For more information, come see us. If we can’t make what you need, we usually know who can. On the way, don’t speed.

Can I copy this?

Can I copy this?

Copyright. It’s the reason you pay $1.95 for a 5×7 of your own snapshot but $19.50 for a 5×7 from the school portrait company. It exists because photographers, like artists, are heavily invested in the content they create and they have a right to recoup their investment and earn a living. How long they should, or even want to hold that right is debatable but here’s what you need to know about the portrait or professional video that you want duplicated.

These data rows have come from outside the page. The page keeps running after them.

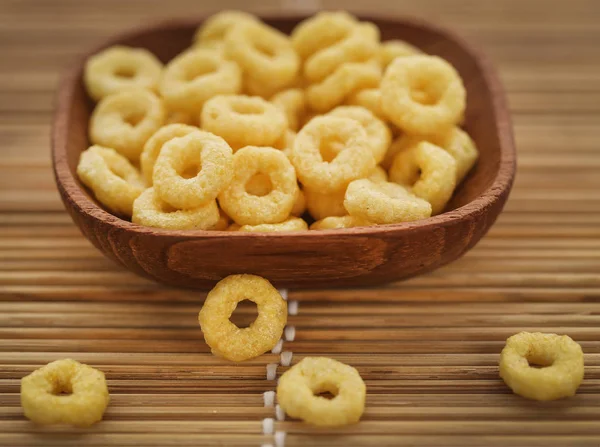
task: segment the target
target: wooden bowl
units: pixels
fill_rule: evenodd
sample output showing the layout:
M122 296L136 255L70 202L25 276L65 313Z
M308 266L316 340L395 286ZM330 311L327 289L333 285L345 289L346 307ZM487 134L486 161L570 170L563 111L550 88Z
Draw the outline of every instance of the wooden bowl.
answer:
M289 33L304 17L264 20ZM93 103L82 83L85 59L123 44L144 47L164 62L190 45L199 20L169 22L118 36L81 58L58 92L52 133L56 182L83 234L106 256L139 275L207 288L234 273L254 273L279 287L365 286L428 272L472 248L494 223L510 192L516 156L501 84L490 64L454 34L416 20L365 17L382 39L403 39L447 59L468 92L466 129L480 159L459 186L447 212L413 223L301 233L160 230L102 209L79 182L79 154L89 146Z

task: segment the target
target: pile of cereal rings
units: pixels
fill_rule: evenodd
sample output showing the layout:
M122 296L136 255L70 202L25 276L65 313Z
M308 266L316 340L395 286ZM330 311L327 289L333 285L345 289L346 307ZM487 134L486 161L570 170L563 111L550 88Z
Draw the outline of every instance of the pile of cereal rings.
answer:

First you need to acknowledge that the reason you want the thing (the photo, video, or copies of it) is because you like what someone else made. If you made it, you own it and you can do whatever you want with it. If someone else made it, for money, they own it. At least that’s true for everything made since 1978. Before that, YOU own what you paid someone to make, because you commissioned them to do so… if you were alive then. Anything made later is owned by the person who authored it for their entire life plus 70 years! What if they’re retired or dead? You have to prove, reasonably, that neither they, nor anyone else has interest in collecting money by making another copy for you, or that they can’t reasonably be found.

What’s protected?

Only everything. This is a bit of a sore spot because the law is written to be overly broad in favor of artists and content creators. They’re not required to label something as copyrighted in order for it to be copyrighted. It’s in their best interest to mark it, and most do, but the burden is on us, not them. You may know which of your photos were taken professionally but if you don’t, you have to assume that any photo that appears to have been taken professionally, was.


Are there exceptions?

Yes. And remember this blanket protection applies only to things created after 1978. Older photos are owned by whomever holds them right now. After that, you can still own the copyright if:

  1. The photographer has given you a written release, which covers a whole set of content, or a license, which details specific terms of use like which ones, what you can and can’t use them for, and for how long.
  2. You own the negatives or original files. In the case of digital photos, context is key. A large group of consecutive image files with similar sizes, subject matter, and metadata would constitute an original collection, whereas a few scanned images would not.
  3. The photographer was employed by you for a long term and compensated as such. For instance, if someone on your staff photographs products for marketing purposes. In this case content ownership should be covered in an employment contract. Unless otherwise stated, the company owns the work and the photographer can claim authorship for portfolio purposes.